Jeśli bank wyszedł w naszym kierunku z propozycją otwarcia lokaty z funduszem, warto wpierw sprawdzić, czy tego rodzaju oferta jest w ogóle opłacalna. Większość banków mających w swej ofercie zarówno depozyty terminowe, jak i fundusze inwestycyjne próbuje przekonać swoich klientów, że połączenie tych dwóch produktów może dać zapewnienie wysokich zysków z jednoczesnym bezpieczeństwem i brakiem ryzyka utraty oszczędności. W tym przypadku bowiem część lokowanych w banku środków finansowych przekazywana jest na lokatę bankową, natomiast pozostała część na fundusze inwestycyjne.
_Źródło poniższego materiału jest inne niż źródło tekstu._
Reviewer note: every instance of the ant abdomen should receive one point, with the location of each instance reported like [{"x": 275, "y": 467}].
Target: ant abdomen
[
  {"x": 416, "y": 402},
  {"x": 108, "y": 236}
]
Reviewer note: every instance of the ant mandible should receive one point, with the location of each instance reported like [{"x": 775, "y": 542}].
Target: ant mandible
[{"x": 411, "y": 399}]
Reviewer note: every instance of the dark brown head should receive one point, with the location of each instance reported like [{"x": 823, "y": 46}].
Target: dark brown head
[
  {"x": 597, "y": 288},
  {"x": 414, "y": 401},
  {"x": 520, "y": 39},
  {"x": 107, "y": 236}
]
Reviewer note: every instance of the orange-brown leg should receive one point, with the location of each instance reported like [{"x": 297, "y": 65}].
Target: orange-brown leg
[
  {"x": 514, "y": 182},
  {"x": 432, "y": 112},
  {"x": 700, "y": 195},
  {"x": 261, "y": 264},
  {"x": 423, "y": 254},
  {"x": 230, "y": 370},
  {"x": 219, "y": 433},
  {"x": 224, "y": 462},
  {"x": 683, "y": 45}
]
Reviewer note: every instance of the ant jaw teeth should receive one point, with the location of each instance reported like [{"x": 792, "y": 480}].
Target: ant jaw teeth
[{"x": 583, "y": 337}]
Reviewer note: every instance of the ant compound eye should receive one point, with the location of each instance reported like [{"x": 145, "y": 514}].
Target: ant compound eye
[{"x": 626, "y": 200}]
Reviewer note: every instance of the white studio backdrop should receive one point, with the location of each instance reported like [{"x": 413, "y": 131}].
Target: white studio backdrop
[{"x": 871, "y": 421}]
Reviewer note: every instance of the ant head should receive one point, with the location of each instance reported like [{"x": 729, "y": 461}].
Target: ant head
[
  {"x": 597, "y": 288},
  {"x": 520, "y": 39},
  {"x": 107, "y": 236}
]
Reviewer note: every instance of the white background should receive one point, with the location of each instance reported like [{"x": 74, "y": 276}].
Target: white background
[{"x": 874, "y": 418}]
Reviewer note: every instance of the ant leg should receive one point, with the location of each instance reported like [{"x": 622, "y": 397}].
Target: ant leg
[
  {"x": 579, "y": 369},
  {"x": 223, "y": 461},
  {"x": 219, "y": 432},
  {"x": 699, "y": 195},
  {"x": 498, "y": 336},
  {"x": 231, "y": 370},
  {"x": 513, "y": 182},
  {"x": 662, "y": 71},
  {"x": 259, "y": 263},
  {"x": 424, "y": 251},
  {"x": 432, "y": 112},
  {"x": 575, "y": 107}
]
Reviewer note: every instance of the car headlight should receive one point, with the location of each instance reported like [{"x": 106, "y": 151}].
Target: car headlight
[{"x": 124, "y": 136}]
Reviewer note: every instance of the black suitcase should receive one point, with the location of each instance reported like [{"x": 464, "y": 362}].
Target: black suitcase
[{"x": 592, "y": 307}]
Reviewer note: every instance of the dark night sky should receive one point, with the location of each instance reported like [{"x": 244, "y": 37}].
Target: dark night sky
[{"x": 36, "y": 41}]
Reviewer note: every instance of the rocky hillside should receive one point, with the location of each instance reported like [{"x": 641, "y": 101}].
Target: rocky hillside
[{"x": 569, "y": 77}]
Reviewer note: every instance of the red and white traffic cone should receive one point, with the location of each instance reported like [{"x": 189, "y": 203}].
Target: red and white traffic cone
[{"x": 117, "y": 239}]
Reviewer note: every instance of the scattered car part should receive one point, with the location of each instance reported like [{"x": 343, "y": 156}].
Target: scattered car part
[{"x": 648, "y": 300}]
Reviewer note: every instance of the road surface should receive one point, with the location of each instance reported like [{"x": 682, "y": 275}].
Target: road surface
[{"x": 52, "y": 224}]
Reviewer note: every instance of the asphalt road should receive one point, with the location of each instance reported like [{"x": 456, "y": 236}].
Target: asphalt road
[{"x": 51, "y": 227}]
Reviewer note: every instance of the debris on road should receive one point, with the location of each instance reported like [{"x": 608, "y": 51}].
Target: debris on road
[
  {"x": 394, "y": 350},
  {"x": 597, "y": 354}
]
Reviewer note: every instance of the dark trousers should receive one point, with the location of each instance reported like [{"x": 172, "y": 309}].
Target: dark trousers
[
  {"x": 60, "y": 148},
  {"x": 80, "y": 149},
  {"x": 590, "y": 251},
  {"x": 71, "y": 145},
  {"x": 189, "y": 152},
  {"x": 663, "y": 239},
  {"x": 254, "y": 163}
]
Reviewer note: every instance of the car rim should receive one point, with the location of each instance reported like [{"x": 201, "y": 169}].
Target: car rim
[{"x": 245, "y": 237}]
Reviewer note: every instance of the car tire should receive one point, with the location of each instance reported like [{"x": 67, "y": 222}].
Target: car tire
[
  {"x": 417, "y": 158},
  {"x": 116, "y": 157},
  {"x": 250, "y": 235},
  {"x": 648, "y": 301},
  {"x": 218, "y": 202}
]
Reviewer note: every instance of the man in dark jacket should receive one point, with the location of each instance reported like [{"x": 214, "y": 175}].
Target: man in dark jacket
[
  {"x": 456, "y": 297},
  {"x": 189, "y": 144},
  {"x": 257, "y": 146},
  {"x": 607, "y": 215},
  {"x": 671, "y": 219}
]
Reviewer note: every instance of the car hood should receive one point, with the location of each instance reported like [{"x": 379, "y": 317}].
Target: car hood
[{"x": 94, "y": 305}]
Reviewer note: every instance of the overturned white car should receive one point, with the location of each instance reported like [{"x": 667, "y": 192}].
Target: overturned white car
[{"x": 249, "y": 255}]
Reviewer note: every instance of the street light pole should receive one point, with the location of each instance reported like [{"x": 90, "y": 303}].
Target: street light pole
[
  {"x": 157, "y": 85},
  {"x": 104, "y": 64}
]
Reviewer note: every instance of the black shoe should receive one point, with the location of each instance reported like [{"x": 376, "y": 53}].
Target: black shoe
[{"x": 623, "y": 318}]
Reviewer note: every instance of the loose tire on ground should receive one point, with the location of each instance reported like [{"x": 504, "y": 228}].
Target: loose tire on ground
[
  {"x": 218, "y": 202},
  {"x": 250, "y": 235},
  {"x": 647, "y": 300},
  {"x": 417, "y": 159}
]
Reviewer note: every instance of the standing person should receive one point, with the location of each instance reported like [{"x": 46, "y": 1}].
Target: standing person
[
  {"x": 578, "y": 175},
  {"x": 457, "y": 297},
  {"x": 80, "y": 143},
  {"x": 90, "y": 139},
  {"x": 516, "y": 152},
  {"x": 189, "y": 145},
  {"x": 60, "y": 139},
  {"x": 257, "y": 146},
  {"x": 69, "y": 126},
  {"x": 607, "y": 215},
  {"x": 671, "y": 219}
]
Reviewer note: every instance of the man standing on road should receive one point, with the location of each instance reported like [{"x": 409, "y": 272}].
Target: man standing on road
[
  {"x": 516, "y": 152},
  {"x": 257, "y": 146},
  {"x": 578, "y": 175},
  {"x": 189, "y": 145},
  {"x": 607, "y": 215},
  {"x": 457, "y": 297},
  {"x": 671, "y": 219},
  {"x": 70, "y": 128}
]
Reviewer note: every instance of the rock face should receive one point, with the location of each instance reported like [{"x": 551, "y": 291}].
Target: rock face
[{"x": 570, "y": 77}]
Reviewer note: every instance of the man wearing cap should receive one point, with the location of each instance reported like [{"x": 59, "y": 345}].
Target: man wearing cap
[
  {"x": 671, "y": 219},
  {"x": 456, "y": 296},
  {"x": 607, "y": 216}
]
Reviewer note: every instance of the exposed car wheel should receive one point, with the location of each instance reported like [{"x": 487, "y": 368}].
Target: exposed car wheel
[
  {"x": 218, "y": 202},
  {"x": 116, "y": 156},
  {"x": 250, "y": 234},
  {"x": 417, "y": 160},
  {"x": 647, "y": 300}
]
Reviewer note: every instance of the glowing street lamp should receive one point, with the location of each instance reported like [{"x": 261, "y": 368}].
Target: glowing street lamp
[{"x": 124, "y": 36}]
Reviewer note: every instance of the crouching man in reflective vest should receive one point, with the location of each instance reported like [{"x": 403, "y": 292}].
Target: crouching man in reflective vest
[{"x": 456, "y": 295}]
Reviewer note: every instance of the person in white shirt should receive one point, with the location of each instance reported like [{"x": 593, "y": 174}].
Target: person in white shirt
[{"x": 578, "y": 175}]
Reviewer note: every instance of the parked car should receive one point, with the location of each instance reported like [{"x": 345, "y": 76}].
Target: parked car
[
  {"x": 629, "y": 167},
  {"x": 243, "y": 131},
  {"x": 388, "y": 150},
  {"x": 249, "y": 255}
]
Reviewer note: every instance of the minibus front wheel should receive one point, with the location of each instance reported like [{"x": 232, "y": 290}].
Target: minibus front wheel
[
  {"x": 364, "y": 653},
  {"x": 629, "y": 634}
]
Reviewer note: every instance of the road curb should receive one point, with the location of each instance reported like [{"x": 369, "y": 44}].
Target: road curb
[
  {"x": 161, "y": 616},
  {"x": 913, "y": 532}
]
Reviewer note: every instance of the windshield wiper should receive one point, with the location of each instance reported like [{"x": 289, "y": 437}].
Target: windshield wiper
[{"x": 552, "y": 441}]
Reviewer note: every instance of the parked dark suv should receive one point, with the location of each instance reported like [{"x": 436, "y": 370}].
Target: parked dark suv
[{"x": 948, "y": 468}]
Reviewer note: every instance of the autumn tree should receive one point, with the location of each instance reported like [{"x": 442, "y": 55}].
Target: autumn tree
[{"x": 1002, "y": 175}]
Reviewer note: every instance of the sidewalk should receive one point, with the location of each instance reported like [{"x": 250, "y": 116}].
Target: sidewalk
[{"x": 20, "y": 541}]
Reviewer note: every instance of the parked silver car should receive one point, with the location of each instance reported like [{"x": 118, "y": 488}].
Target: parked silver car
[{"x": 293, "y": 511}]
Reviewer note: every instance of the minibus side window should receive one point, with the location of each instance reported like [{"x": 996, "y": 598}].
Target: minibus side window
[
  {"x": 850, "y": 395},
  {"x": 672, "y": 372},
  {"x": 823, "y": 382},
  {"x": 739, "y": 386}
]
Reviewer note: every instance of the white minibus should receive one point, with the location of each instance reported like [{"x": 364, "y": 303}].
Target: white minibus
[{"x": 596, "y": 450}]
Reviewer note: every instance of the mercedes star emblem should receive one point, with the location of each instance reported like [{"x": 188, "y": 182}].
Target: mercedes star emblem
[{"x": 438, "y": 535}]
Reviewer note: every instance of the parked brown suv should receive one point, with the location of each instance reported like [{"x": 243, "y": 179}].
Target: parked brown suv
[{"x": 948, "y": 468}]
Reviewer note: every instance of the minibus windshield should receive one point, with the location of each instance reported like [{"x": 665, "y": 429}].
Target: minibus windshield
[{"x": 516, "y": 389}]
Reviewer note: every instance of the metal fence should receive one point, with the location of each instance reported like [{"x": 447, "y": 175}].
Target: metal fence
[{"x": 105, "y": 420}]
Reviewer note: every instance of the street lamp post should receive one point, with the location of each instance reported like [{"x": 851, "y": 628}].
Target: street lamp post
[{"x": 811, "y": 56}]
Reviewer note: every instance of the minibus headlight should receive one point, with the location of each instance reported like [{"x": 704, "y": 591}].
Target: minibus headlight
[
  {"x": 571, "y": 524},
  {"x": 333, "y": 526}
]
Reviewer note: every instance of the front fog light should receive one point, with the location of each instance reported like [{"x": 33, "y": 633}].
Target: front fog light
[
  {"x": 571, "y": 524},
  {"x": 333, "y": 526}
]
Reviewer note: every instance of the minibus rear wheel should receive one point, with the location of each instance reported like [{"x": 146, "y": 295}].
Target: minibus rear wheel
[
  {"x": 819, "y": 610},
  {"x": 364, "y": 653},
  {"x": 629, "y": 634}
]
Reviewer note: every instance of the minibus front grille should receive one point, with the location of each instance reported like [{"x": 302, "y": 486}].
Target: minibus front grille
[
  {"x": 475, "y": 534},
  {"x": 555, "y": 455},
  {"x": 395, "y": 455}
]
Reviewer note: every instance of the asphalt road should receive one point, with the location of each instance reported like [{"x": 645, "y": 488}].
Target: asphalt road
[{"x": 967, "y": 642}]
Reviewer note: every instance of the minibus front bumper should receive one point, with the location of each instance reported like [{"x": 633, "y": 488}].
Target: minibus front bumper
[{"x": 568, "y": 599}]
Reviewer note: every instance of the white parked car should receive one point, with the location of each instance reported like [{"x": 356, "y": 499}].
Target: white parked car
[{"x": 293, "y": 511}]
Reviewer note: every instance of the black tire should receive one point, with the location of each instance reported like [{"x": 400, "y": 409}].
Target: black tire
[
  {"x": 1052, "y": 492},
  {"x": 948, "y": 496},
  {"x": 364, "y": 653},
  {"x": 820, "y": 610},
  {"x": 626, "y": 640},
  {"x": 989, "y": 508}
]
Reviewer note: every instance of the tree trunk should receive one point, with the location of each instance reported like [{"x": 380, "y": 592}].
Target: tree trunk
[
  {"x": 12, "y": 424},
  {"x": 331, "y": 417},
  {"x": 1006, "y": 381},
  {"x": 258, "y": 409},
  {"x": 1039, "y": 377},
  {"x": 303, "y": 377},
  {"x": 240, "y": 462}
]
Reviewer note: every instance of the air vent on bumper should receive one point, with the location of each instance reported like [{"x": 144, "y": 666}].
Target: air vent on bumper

Pierwszy z wymienionych produktów charakteryzuje się gwarantowanym zyskiem, który naliczany jest na podstawie wysokości oprocentowania w stosunku do długości trwania inwestycji. Zyski tutaj zwykle nie należą do zbyt wysokich, jednakże są pewne: https://pamietnikwindykatora.pl/lokaty-bankowe-wady-i-zalety/, co jest bardzo ważne dla wielu klientów. Z kolei fundusze inwestycyjne pozwalają na generowanie zdecydowanie większych zysków, jednakże wiążą się ze sporym ryzykiem utraty oszczędności w wyniku możliwych zawirowań na giełdzie papierów wartościowych. Powiązanie tych dwóch produktów wydaje się być zatem rozwiązaniem idealnym, jednakże aby zrozumieć fakt, że nie do końca tak jest, należy przytoczyć kilka przykładów. Przede wszystkim należy zwrócić uwagę na fakt, że żaden bank nie jest instytucją non profit, a każde działanie z jego strony ukierunkowane jest na generowanie zysków. W związku z tym, jeśli oferuje swoim klientom wyższe oprocentowanie oznacza to, że i bank będzie wstanie na danej transakcji więcej zarobić. Jako przykład można opisać następującą sytuację: średnie oprocentowanie depozytów bankowych oscyluje w granicach pięciu procent. Bank oferuje nam ze swojej strony osiem procent zysku w skali roku, jednakże warunkiem koniecznym do spełnienia jest to, że połowę środków finansowych lokujemy na lokacie, a pozostałą połowę na funduszu inwestycyjnym, w przypadku którego pobierana jest opłata prowizyjna w wysokości czterech procent od wpłacanej kwoty. W związku z tym właśnie w ten sposób bank zwiększa swoje zyski, a z kolei dla nas oferta okazuje się nie do końca tak korzystna, jak wydawało nam się na początku.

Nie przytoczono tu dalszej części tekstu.